そんな休日だが、少し恥ずかしい事があった。

友人がうちのアレクサでイントロドンを始めたのが想像以上に盛り上がって、2時間以上も遊んでいたのだが、
ながれでアレクサに入っているステーションをみんなが聞き始めたのだ。

ステーションというのはApple Musicの機能で、
ユーザーのプレイリストからその人が好きそうな音楽をかけてくれるというものである。

よく聞くアーティストの他のアルバムだったり、最も再生しているジャンルの有名曲だったり。
要するに、プレイリストの拡張版である。

さらに友人が本棚を見ながら、「人んちの本棚見るの楽しい。ずっと見ちゃうね」と言った。
本棚に入っているのは漫画から学術書まで、一応人に見せてもいいようなラインナップではあるのだけれど、その一言で無性に恥ずかしくなった。

というか、本棚とプレイリストって。
それはもう実質「自分」なのでは。

裸やレントゲン写真よりももっとダイレクトに内側を見られている感じがする。

脳裏に浮かんだのは『はじまりのうた』という映画だった。

この映画に、知り合って間もない男女が、お互いのプレイリストを聞きながら街を歩き回るシーンがある。

すごく印象的で良いシーンだ。

センス。趣味嗜好。

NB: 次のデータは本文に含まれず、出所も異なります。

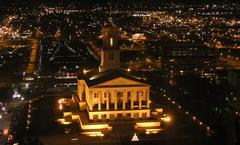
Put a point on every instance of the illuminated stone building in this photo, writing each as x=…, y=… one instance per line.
x=110, y=92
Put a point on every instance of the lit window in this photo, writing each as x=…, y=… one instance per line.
x=111, y=42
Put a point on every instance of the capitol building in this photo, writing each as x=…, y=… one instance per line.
x=110, y=92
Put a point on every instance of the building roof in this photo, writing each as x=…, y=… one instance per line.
x=94, y=77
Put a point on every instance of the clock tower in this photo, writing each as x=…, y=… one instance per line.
x=110, y=53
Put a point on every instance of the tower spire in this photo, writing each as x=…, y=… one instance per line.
x=110, y=53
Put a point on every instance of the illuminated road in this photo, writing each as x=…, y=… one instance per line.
x=230, y=61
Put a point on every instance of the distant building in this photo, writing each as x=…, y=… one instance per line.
x=234, y=78
x=188, y=58
x=111, y=92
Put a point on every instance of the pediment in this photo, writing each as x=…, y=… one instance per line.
x=120, y=81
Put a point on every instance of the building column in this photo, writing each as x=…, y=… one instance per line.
x=99, y=116
x=107, y=116
x=99, y=101
x=132, y=101
x=139, y=101
x=107, y=102
x=90, y=100
x=148, y=114
x=124, y=100
x=140, y=114
x=115, y=100
x=148, y=99
x=91, y=116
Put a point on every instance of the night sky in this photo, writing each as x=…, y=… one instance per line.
x=33, y=2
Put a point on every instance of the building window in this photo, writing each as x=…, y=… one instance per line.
x=111, y=56
x=111, y=42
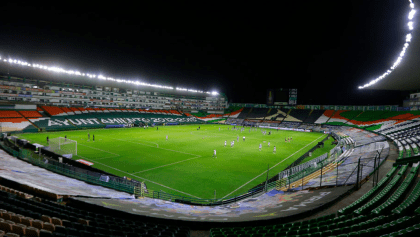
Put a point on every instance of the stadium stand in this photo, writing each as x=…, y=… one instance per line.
x=313, y=116
x=257, y=113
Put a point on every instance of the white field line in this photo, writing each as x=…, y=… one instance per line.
x=103, y=158
x=167, y=165
x=158, y=147
x=99, y=149
x=272, y=167
x=139, y=177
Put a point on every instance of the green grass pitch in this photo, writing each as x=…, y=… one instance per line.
x=184, y=163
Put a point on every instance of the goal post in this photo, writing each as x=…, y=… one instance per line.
x=63, y=146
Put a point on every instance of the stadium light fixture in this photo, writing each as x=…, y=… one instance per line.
x=402, y=53
x=101, y=77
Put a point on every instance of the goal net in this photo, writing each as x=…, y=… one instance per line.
x=63, y=146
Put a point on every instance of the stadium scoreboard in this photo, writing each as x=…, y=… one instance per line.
x=281, y=96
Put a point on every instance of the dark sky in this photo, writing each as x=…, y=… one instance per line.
x=326, y=49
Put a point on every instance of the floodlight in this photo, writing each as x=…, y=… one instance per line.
x=402, y=53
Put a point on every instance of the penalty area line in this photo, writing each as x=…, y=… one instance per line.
x=139, y=177
x=99, y=149
x=272, y=167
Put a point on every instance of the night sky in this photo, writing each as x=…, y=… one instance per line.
x=326, y=49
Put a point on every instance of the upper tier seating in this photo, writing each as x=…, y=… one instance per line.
x=30, y=114
x=297, y=115
x=28, y=217
x=9, y=114
x=257, y=113
x=313, y=116
x=54, y=111
x=380, y=212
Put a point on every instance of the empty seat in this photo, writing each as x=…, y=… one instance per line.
x=37, y=224
x=48, y=226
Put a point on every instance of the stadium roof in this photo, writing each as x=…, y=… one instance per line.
x=318, y=47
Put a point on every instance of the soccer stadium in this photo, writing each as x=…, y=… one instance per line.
x=86, y=154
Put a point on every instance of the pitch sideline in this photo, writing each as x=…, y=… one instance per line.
x=272, y=167
x=140, y=177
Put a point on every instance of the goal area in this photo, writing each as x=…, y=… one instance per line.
x=63, y=146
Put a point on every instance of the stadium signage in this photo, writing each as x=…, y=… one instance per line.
x=7, y=94
x=10, y=87
x=87, y=121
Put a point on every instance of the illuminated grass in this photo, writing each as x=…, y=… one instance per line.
x=184, y=163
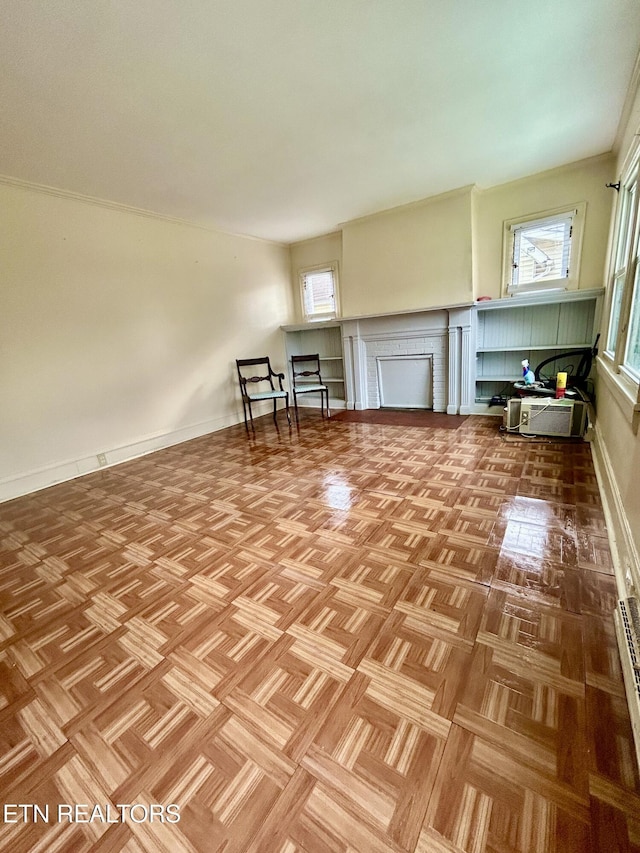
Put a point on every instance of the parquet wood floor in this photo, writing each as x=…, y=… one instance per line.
x=347, y=638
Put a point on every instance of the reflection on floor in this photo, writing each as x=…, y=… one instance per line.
x=347, y=637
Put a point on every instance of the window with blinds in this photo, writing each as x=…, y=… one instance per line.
x=542, y=252
x=623, y=332
x=319, y=290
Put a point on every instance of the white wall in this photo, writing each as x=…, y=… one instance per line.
x=448, y=249
x=617, y=447
x=118, y=331
x=415, y=256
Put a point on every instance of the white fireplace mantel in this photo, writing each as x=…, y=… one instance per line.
x=442, y=334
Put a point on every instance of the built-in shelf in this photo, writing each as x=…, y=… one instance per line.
x=534, y=327
x=325, y=339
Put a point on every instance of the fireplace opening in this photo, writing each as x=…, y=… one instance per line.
x=405, y=381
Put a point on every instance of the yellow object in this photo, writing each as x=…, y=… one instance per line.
x=561, y=384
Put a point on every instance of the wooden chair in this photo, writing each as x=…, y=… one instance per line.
x=307, y=379
x=266, y=376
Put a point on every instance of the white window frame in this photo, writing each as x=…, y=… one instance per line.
x=573, y=216
x=331, y=267
x=624, y=292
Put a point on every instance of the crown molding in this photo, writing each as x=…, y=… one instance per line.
x=56, y=192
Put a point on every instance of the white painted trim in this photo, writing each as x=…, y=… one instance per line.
x=626, y=560
x=41, y=478
x=625, y=392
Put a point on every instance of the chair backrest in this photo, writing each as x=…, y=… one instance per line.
x=305, y=366
x=264, y=374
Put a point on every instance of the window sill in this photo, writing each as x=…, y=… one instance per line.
x=625, y=392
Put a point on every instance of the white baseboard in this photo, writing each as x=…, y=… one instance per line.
x=41, y=478
x=625, y=556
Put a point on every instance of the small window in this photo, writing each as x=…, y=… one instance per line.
x=542, y=252
x=623, y=333
x=319, y=289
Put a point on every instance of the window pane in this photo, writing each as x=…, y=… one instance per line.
x=319, y=293
x=632, y=359
x=624, y=229
x=541, y=252
x=614, y=322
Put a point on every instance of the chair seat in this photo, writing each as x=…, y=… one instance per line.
x=267, y=395
x=300, y=389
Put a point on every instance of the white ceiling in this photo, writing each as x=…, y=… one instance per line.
x=283, y=118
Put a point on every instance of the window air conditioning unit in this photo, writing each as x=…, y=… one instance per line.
x=542, y=416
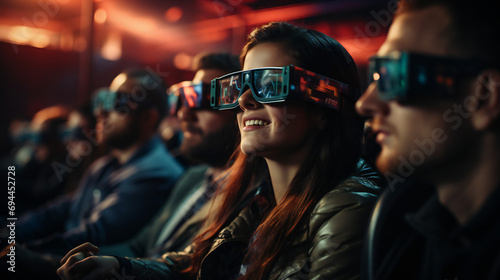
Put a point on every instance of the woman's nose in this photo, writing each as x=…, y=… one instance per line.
x=247, y=101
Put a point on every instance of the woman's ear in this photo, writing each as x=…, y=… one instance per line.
x=486, y=92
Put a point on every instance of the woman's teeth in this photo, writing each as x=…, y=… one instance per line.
x=256, y=122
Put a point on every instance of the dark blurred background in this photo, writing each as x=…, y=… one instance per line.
x=59, y=51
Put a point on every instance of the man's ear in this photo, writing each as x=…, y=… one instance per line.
x=486, y=91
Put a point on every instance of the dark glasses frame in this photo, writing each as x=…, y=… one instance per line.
x=296, y=82
x=404, y=76
x=189, y=94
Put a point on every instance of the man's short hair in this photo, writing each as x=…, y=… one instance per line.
x=223, y=61
x=154, y=87
x=475, y=25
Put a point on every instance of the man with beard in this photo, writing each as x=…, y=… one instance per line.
x=435, y=109
x=121, y=191
x=209, y=138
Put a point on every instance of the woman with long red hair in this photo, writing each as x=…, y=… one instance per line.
x=299, y=129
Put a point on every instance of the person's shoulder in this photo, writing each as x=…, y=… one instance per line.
x=359, y=189
x=349, y=201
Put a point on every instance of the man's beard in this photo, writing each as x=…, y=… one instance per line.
x=215, y=148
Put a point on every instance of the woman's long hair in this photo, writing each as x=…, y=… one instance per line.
x=332, y=159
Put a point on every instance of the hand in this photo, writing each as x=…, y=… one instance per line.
x=81, y=263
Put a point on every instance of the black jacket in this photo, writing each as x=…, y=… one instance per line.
x=412, y=236
x=327, y=247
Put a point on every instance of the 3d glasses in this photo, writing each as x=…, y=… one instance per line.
x=189, y=94
x=107, y=100
x=276, y=84
x=404, y=75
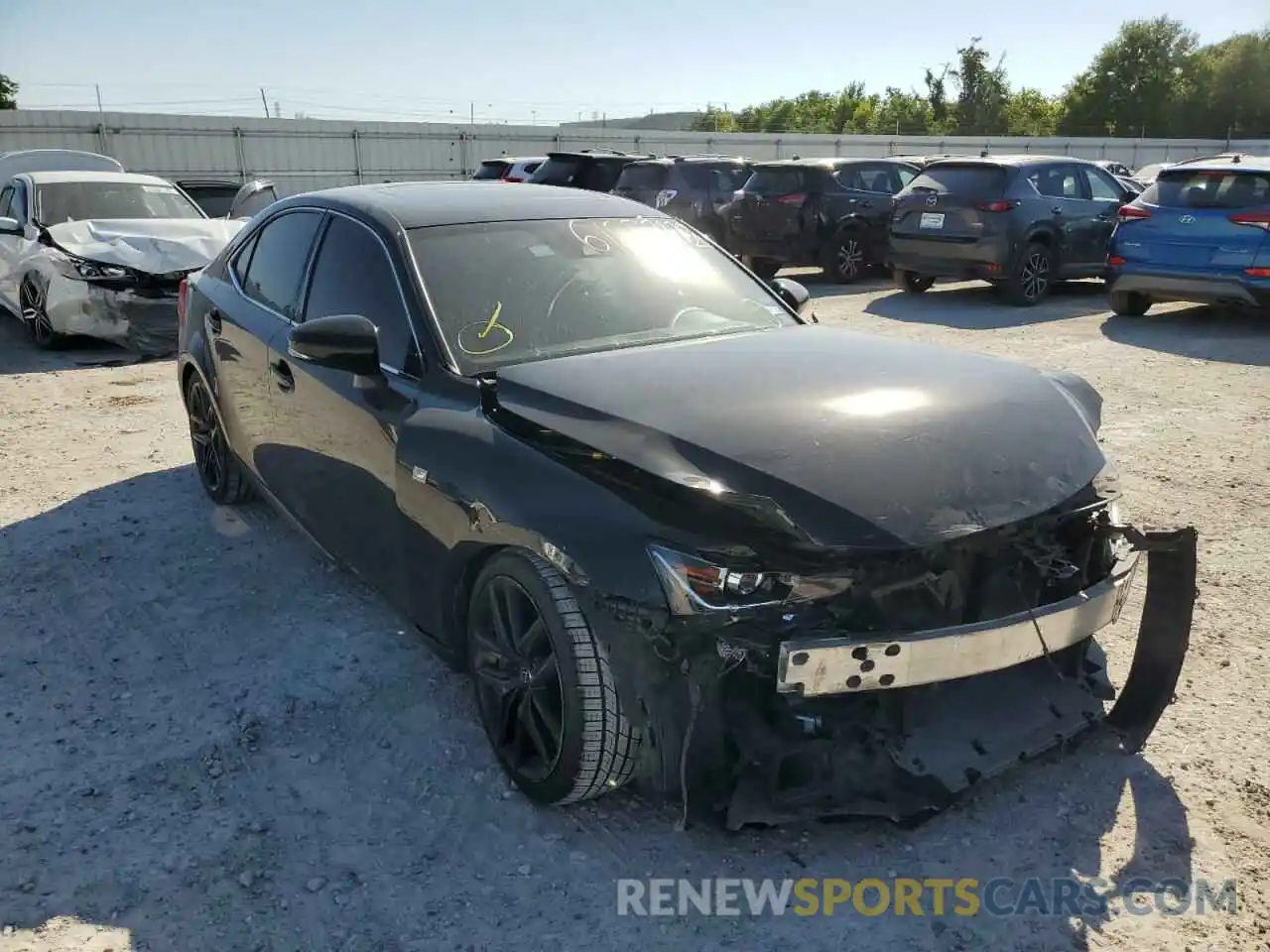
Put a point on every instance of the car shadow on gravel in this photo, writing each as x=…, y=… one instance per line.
x=18, y=354
x=214, y=740
x=976, y=306
x=1228, y=335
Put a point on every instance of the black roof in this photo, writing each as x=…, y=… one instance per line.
x=416, y=204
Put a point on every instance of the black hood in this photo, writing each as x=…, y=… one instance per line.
x=856, y=439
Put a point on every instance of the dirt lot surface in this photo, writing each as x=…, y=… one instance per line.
x=211, y=740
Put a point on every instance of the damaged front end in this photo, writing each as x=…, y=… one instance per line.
x=126, y=306
x=893, y=680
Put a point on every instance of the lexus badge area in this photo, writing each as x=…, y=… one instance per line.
x=674, y=530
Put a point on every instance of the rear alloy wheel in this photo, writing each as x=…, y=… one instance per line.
x=218, y=470
x=1129, y=303
x=544, y=688
x=35, y=315
x=912, y=282
x=848, y=258
x=1032, y=280
x=765, y=268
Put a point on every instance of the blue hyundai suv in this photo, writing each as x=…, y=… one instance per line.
x=1199, y=232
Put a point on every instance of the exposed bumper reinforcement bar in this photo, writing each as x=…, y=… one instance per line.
x=848, y=665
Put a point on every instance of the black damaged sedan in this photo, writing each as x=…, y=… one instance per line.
x=672, y=529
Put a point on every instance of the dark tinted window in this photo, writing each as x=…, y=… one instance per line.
x=1187, y=188
x=278, y=262
x=973, y=180
x=214, y=200
x=352, y=275
x=243, y=261
x=557, y=171
x=775, y=181
x=86, y=200
x=642, y=177
x=492, y=169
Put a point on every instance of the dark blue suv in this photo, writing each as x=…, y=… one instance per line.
x=1199, y=232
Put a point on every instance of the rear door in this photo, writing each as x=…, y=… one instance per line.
x=951, y=202
x=771, y=203
x=642, y=181
x=1191, y=220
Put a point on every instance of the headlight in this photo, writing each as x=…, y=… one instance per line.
x=693, y=585
x=84, y=270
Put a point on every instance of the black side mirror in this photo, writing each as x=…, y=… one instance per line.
x=792, y=294
x=341, y=341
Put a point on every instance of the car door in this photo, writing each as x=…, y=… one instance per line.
x=244, y=315
x=1105, y=197
x=14, y=248
x=1064, y=207
x=334, y=444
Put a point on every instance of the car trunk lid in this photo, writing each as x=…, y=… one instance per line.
x=1197, y=218
x=952, y=202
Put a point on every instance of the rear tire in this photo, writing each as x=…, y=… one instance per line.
x=1033, y=277
x=544, y=688
x=1129, y=303
x=218, y=468
x=765, y=268
x=912, y=282
x=848, y=261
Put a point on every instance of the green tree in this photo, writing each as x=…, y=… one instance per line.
x=8, y=93
x=983, y=91
x=1137, y=85
x=1032, y=113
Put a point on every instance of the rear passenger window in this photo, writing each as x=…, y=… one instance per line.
x=278, y=262
x=353, y=275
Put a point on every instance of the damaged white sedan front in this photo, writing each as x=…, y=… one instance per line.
x=102, y=255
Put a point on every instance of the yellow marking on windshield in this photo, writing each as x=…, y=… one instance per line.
x=493, y=321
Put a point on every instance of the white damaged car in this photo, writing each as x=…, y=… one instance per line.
x=102, y=254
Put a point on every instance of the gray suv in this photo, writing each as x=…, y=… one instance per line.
x=1021, y=222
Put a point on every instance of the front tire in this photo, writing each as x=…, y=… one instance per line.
x=1032, y=280
x=218, y=470
x=33, y=299
x=544, y=688
x=1129, y=303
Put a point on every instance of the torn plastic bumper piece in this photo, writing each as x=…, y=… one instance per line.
x=983, y=716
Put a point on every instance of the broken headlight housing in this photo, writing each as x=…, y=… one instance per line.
x=84, y=270
x=694, y=585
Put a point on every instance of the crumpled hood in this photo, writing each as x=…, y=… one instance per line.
x=150, y=245
x=857, y=439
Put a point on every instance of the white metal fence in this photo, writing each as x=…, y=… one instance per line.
x=309, y=154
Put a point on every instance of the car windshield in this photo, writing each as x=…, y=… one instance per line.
x=509, y=293
x=85, y=200
x=1196, y=188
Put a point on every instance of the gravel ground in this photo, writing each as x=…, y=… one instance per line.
x=212, y=740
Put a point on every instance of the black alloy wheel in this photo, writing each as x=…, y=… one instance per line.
x=218, y=470
x=547, y=696
x=35, y=315
x=517, y=679
x=848, y=258
x=1033, y=277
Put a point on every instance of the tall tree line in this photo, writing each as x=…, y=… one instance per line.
x=1152, y=80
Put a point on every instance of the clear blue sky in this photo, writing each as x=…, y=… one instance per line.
x=538, y=60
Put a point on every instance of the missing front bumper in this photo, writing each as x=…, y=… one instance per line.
x=960, y=729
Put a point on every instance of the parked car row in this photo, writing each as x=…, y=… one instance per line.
x=93, y=250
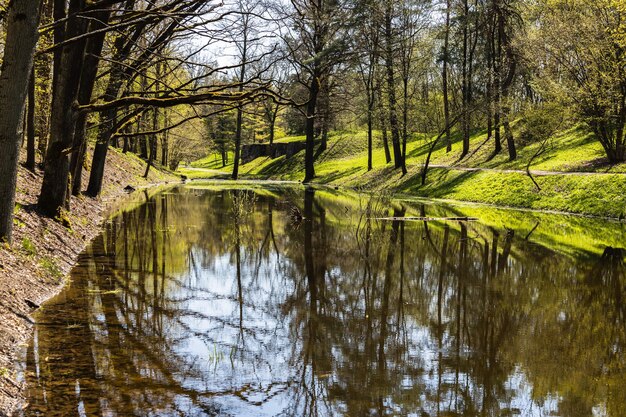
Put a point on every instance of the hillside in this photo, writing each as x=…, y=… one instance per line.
x=571, y=172
x=44, y=250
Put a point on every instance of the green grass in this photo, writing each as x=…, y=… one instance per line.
x=573, y=150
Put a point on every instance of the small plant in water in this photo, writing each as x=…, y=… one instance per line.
x=243, y=202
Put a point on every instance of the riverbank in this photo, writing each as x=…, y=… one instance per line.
x=35, y=266
x=571, y=174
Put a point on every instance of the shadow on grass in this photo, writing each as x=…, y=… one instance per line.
x=438, y=183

普段出さない一面。
プレイリストにはすべてが詰まっている。

それを晒け出すことで、ラブシーンより遥かに深く彼らが通じ合ったのが分かる。

うちに来た友人たちも中学からの付き合いなので、本棚とプレイリストを見せられるくらいには信頼している。
いやむしろ、何ならちょっと見てほしいくらいの気持ちがあったのかもしれない。

ただ、ひとつだけ。
我が家の押し入れの中に、隠れた本棚があることは秘密のまま……。